Immer Erreichbar – Fluch oder Segen?

 Von Asja Rieder

 

Über 80 % der deutschen Beschäftigten nutzen in ihrer beruflichen Tätigkeit aktuell digitale Informations- oder Kommunikationstechnologie.

Wer in letzter Zeit einen Blick auf seine Kollegen geworfen hat, wird vermutlich wenig überrascht sein von dieser Aussage. Nur wenige Berufe kommen im Arbeitsalltag noch ohne Computer aus. Die Möglichkeiten der modernen Medien sind schier unbegrenzt. So nutzt man doch gerne WhatsApp zum Verschicken von Urlaubsbildern quasi als digitale Postkarte und lernt man im Urlaub ein nettes Pärchen kennen und freundet sich an, kann man noch vor Ort sicherstellen, auch in Zukunft in Kontakt zu bleiben. Ein kurzer Klick auf Facebook und die Freundschaft ist gesichert. Privat so scheint es also, ist eine digitale Welt nicht mehr wegzudenken, wie wirkt sich diese Digitalisierung allerdings auf beruflicher Seite aus? Das Handy ist immer dabei, nach Feierabend und sogar im Urlaub.
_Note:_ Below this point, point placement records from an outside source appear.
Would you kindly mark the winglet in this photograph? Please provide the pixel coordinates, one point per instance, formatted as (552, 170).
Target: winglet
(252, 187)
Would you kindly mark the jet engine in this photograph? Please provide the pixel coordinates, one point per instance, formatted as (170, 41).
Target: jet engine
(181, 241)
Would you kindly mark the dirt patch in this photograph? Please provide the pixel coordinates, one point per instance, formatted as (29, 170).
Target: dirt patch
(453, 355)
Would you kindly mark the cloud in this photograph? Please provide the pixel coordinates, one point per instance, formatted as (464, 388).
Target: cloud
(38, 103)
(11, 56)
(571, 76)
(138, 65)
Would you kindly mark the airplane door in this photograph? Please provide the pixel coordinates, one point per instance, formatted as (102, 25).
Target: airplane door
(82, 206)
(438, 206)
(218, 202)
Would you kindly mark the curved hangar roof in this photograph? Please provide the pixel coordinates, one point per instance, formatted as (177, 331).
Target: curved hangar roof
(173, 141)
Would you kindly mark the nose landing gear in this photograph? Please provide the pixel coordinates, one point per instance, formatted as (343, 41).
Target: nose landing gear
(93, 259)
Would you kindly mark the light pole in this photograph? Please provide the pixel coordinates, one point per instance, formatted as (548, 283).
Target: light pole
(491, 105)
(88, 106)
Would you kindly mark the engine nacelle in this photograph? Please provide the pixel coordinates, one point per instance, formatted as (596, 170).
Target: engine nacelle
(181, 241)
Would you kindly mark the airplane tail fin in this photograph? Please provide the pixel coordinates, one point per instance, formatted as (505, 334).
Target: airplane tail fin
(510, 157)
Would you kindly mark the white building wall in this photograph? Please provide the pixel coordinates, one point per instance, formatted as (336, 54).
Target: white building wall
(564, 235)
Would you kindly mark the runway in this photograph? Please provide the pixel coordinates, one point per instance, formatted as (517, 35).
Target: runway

Hierbei ist es eine Sache, die Möglichkeit zu haben seinen Kumpels zu Hause zu zeigen wie super der neue Bikini der Liebsten aussieht. Eine andere Sache ist es aber, wenn man im Urlaub eine geschäftliche Email erhält oder vom Chef angerufen wird. Kann man die Email oder den Anruf ignorieren und wenn nein, zählt die Zeit in der man telefoniert oder die besagte Email beantwortet dann als Arbeitszeit? Die Unterbrechungen im Urlaub sind nicht mehr nur ein denkbares Szenario, sie sind vielmehr gängige Praxis geworden. Das ist außerdem mit dem fleißigen allzeit erreichbaren Familienvater, der prinzipiell nach Feierabend noch mal eben schnell eine Email aus dem Büro beantwortet? Kommt wahrscheinlich niemandem bekannt vor diese Situation. Vorsicht Ironie! Hand aufs Herz, wer macht das nicht?So oder so ähnlich wird das (fast) jedem bekannt vorkommen. Interessant ist also die Frage: Ist das überhaupt erlaubt?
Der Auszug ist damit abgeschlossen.